As a recruiter, I understand the importance organisations place on recruiting the right people at the top. The processes are lengthy, strenuous at times and involve varying levels of scrutiny. All being said and done, it’s important that the people leading the organisation are the right ones, or is it?

 In the Evening Standard this week there was an interesting article on the popularity of the main party leaders vs. the party itself. A survey done by Ipsos Mori showed a massive 62% of voters disliked Ed Miliband, and yet 52% still intend to vote Labour. While David Cameron was the most liked politician (at 39% I’m hardly feeling the love), only 33% intended to vote Tory. So is having the right leader all that important? Then we have the news about Jeremy Clarkson, I don’t need to repeat the story and, while the outcome is uncertain, more people signed the petition to get him reinstated than did to save the NHS. Clearly Top Gear is nothing without Jezza for a lot of people.

 For me, a good leader creates an organisation that can go on without them. Is there any better legacy than a company that works well without you? I am constantly meeting experienced HR professionals who end up making their own roles redundant by bettering processes, creating new opportunities for junior team members and improving the picture so much so that their (more expensive) skillset is no longer needed.

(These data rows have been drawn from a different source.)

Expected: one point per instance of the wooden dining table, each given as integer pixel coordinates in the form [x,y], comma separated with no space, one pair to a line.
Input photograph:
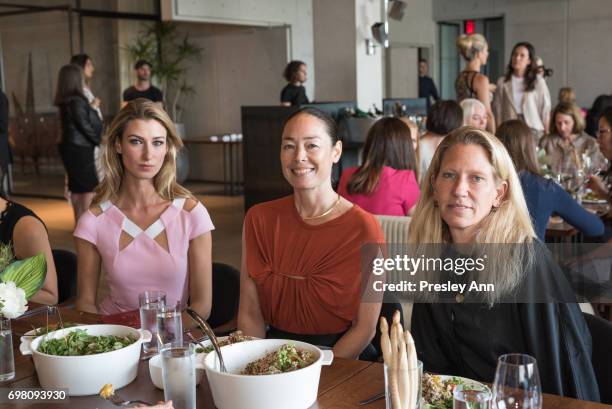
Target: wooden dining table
[342,385]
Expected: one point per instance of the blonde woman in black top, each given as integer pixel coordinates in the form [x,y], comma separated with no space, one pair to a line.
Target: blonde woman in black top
[471,83]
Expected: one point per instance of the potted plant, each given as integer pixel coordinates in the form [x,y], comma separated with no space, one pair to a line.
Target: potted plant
[170,54]
[19,281]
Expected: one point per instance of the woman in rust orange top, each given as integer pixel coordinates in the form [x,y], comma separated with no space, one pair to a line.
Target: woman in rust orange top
[302,255]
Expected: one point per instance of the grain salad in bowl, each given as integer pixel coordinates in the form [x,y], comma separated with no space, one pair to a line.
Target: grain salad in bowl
[287,374]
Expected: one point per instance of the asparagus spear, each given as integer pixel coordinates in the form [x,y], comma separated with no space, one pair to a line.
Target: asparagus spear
[413,368]
[404,375]
[394,368]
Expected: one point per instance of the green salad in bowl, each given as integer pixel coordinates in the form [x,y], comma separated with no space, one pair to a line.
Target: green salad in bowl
[78,343]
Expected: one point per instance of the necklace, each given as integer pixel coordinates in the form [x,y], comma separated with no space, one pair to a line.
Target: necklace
[325,213]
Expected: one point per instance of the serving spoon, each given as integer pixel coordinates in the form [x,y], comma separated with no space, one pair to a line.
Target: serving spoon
[208,331]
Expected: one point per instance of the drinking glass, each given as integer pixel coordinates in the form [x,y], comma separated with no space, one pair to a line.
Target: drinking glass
[178,374]
[169,323]
[517,383]
[150,302]
[466,397]
[418,372]
[7,361]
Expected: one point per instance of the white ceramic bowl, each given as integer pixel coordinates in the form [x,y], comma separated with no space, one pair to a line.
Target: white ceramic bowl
[156,372]
[290,390]
[85,375]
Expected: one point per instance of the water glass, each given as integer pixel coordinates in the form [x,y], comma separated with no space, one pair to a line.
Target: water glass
[466,397]
[417,372]
[150,302]
[7,361]
[169,323]
[178,374]
[517,383]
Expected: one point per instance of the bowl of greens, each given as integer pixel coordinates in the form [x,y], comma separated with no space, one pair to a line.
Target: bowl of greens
[84,358]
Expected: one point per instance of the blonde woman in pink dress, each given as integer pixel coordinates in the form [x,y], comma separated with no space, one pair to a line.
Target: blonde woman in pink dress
[147,231]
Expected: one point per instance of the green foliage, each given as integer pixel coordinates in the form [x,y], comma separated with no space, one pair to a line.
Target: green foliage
[28,274]
[170,54]
[6,255]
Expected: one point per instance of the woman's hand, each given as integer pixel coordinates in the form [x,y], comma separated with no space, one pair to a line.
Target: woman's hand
[597,185]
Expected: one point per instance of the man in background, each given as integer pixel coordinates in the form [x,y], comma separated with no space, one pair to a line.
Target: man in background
[5,150]
[427,88]
[143,87]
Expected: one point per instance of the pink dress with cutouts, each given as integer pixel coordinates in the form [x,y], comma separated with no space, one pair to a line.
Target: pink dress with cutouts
[144,264]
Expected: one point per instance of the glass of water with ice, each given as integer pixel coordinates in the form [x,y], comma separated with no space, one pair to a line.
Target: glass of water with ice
[178,374]
[169,323]
[150,303]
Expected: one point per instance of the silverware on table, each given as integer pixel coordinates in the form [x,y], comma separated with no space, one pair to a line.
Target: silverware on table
[118,401]
[208,331]
[107,392]
[372,399]
[194,340]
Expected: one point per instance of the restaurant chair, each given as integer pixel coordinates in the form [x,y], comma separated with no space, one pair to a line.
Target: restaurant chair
[66,268]
[601,334]
[226,293]
[395,229]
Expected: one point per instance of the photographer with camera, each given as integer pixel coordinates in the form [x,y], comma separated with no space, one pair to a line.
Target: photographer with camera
[541,69]
[522,94]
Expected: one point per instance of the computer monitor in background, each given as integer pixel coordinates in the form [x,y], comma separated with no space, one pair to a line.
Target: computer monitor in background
[337,110]
[405,106]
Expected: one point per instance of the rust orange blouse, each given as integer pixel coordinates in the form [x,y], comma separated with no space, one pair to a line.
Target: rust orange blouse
[308,278]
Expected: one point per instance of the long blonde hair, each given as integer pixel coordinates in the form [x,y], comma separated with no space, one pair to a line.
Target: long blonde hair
[508,224]
[112,165]
[470,44]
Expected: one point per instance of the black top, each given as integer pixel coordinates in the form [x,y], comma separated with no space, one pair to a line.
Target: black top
[9,218]
[294,94]
[152,94]
[428,89]
[81,124]
[545,197]
[464,339]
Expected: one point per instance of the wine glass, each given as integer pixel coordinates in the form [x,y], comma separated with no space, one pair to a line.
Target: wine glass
[517,383]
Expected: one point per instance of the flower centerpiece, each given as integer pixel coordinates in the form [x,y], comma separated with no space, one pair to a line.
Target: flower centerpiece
[19,281]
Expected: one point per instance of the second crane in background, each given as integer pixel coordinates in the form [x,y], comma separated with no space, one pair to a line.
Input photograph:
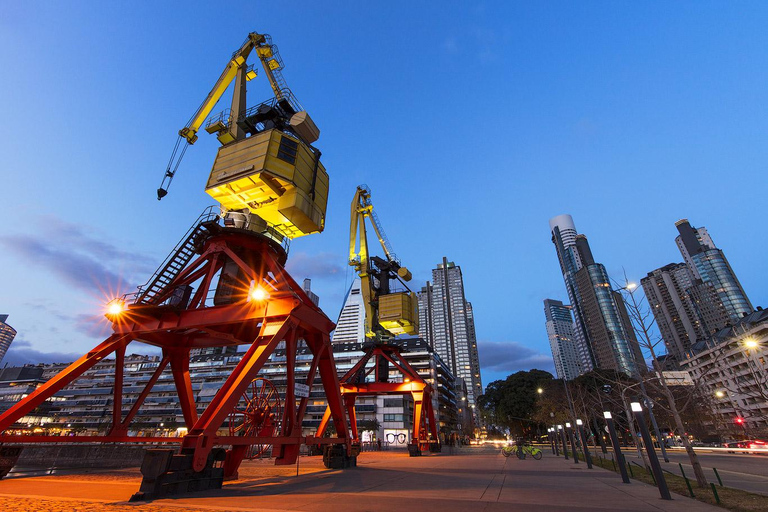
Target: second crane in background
[388,313]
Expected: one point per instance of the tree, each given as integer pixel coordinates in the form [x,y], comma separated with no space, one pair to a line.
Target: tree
[369,425]
[511,403]
[642,320]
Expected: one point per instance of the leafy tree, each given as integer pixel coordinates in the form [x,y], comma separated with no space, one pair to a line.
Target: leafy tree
[510,404]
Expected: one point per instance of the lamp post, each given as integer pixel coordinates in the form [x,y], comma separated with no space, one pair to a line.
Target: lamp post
[630,288]
[599,435]
[551,440]
[587,455]
[565,443]
[573,443]
[616,447]
[655,466]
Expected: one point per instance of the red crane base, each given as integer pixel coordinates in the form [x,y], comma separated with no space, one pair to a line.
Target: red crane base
[238,261]
[424,433]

Undoubtedly, setting a vision and having a strategy to achieve it comes first, but engaging the organisation to enable you to reach those goals is the crux of it. As more companies open their eyes to the fact that an engagement survey once every couple of years, even once a year, is hardly the most effective way forward, organisations and leaders are looking for new answers. The Deloitte Global Human Capital Trends showed that 78% of business leaders have highlighted retention and engagement as their most urgent issues. The old adage of people leaving a manager not an organisation seems to be falling by the wayside. People leave when they are not engaged, leading to poor performance and the litany of consequences that come with that.

If you put the building bricks in place to construct an environment that people want to be in, where they feel valued, have fun, do their job to the best of their ability and have a team of people that will follow through on this mission, who (like bees building a hive) continue in the same way even when they get a new Queen Bee, then, surely, you have achieved success?

Thomas Huxley: The rung of a ladder was never meant to rest upon, but only to hold a man’s foot long enough to enable him to put the other somewhat higher.